Bakhita. Ce nom aux sonorités qui claquent lui a été donné par ses premiers ravisseurs, ceux qui l’ont enlevé et arraché à sa famille, à son village quelque part au Soudan, quand elle avait sept ans …Elle ne se souvient même plus de son vrai prénom, pas même du nom de son village ou de ses parents. Mais seulement de celui-là, qui veut dire « la chanceuse ». Alors au début du récit, on s’interroge : « chanceuse », cette petite fille apparemment superbe qui a été tour à tour la proie de marchands d’esclaves, subissant jusqu’à l’âge adulte les pires humiliations, souffrances morales et corporelles ? Non mais étonnamment forte, avec en elle une rage de vivre, une soif d’aimer et une grande espérance. Son calvaire prend fin avec son arrivée en Italie et la rencontre avec un homme bon qui posera sur elle un autre regard que ceux qu’elle a pu connaitre précédemment ; un regard d’amour comme celui du Christ que cet homme lui fera découvrir. Bakhita demandera à être baptisée puis sera religieuse et déclarée sainte par Jean Paul II en l’an 2000.

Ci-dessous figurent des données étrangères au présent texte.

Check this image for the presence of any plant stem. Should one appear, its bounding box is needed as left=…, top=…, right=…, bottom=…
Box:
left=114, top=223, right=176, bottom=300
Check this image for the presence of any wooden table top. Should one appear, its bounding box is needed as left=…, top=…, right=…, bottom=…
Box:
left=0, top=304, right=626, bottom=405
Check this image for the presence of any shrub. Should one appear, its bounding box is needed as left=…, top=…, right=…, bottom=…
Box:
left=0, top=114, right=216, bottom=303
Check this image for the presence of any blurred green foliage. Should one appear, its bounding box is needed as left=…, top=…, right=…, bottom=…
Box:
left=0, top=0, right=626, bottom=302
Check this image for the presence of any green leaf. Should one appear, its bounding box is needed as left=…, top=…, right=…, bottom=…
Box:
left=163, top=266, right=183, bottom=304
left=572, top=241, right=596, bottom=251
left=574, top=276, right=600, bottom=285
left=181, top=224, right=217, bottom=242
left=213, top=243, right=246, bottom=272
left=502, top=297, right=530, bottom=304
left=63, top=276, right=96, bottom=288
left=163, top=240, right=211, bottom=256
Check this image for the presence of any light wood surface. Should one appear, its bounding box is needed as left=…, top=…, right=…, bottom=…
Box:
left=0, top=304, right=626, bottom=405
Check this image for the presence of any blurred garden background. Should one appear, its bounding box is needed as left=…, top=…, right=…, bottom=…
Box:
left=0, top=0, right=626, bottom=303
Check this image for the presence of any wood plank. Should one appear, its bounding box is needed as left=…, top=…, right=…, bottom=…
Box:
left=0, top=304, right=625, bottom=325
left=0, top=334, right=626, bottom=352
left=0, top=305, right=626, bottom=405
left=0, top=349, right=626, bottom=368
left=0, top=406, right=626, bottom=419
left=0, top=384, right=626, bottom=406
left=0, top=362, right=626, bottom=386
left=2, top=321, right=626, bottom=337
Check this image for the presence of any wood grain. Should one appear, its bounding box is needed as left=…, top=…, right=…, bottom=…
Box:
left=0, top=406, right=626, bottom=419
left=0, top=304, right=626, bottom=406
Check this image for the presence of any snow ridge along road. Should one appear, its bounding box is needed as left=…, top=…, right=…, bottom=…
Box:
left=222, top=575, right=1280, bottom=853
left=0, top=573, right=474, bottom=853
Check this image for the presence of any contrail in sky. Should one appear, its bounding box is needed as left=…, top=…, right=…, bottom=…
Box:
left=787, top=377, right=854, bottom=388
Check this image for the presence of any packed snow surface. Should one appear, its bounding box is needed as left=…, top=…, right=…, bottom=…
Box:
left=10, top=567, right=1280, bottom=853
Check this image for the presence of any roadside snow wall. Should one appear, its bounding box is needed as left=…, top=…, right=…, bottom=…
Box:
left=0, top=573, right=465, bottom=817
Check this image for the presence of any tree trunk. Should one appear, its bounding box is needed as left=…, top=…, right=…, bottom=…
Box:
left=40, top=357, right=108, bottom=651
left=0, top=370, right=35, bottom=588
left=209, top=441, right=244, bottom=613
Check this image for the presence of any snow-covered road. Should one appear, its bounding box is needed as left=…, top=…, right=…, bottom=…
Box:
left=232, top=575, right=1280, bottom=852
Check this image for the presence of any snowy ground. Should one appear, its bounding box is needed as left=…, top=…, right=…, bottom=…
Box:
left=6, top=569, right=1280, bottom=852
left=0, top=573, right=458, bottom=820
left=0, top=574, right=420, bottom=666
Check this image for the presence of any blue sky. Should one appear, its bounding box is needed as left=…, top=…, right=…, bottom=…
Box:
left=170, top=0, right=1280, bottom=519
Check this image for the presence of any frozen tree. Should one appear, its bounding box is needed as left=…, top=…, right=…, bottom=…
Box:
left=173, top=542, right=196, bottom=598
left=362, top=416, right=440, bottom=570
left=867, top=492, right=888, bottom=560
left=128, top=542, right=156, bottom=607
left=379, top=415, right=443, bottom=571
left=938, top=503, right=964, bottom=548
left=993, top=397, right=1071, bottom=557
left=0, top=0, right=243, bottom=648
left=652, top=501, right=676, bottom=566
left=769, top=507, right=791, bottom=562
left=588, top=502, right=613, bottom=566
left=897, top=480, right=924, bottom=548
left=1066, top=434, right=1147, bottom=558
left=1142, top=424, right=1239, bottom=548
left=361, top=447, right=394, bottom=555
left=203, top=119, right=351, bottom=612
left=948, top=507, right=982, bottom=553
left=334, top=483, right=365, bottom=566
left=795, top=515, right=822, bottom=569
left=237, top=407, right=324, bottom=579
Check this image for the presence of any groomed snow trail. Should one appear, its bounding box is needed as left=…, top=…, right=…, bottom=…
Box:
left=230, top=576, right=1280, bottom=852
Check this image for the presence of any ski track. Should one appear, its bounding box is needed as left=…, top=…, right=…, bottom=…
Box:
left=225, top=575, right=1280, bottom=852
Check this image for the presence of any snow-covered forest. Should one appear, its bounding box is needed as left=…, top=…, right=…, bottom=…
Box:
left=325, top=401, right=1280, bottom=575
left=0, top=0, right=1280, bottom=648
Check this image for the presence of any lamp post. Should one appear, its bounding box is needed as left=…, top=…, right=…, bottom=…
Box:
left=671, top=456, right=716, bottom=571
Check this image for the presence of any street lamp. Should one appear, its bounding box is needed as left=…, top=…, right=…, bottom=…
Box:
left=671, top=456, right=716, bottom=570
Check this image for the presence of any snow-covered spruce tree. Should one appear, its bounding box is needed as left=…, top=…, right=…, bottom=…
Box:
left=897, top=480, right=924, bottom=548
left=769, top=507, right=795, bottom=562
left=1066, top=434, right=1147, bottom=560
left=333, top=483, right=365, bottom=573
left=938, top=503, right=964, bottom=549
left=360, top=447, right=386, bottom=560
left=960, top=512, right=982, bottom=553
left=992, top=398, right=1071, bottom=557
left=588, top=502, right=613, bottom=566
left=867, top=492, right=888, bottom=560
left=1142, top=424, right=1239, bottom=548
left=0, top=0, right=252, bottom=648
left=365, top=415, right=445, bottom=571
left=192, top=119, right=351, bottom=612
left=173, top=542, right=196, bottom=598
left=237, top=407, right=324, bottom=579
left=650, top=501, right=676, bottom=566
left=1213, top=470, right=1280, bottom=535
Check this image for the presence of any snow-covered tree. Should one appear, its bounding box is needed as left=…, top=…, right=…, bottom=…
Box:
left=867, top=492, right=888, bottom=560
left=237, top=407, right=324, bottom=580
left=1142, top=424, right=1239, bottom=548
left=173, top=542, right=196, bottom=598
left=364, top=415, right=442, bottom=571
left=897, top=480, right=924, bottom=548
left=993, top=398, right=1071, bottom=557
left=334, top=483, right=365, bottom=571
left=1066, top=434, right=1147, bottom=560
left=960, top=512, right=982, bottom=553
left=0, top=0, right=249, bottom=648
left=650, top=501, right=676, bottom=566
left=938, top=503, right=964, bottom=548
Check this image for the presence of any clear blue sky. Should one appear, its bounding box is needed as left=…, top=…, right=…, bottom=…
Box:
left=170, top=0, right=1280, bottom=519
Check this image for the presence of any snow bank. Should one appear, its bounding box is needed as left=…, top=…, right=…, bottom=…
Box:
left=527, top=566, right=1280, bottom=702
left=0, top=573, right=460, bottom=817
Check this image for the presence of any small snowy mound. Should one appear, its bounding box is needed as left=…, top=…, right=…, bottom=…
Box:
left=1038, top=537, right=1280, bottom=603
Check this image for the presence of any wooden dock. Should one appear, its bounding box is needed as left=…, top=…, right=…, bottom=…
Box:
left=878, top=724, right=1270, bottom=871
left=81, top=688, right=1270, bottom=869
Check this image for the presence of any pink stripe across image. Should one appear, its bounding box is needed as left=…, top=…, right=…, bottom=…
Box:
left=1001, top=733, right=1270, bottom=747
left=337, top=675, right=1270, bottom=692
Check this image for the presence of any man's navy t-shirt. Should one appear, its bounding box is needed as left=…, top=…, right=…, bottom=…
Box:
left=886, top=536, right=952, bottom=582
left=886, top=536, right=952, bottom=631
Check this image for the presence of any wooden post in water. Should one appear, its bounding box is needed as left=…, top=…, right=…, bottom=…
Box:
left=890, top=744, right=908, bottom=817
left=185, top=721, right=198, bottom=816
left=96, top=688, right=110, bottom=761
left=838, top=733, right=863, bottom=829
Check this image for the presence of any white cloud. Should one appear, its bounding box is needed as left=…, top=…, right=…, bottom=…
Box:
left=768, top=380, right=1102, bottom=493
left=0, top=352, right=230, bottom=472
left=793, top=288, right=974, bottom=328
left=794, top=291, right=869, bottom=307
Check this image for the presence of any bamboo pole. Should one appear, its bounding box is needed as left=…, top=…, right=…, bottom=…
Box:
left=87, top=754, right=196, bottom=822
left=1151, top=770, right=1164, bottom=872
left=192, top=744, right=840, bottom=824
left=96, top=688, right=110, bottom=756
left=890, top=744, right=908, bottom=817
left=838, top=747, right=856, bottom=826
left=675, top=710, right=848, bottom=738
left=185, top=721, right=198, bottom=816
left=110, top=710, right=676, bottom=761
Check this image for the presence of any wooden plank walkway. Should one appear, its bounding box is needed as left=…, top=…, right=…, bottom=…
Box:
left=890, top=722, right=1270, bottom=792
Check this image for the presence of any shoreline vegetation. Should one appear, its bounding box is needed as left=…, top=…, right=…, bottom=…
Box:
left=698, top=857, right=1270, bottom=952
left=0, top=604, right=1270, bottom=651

Assurément, cet itinéraire de vie hors du commun mêlant résignation et dignité face aux épreuves bouleverse. Il bouleverse mais aussi interpelle car n’est- il pas semblable en beaucoup de points à toutes ces histoires d’hommes et de femmes qui arrivent actuellement dans notre pays après tant de combats ? Qu’en est-il de notre propre regard posé sur eux ?

C’est peut- être un peu à cela, à cette conversion du regard que Véronique Olmi nous invite implicitement en faisant découvrir la vie de cette femme incroyable devenue la sainte patronne du Soudan. Cette ancienne esclave qui, malgré toutes les perversités endurées a persisté à regarder chaque personne rencontrée avec une grande bonté.

A n’en plus douter, Bakhita est désormais un prénom voué à la postérité, c’est surtout un prénom à donner, et à porter avec fierté.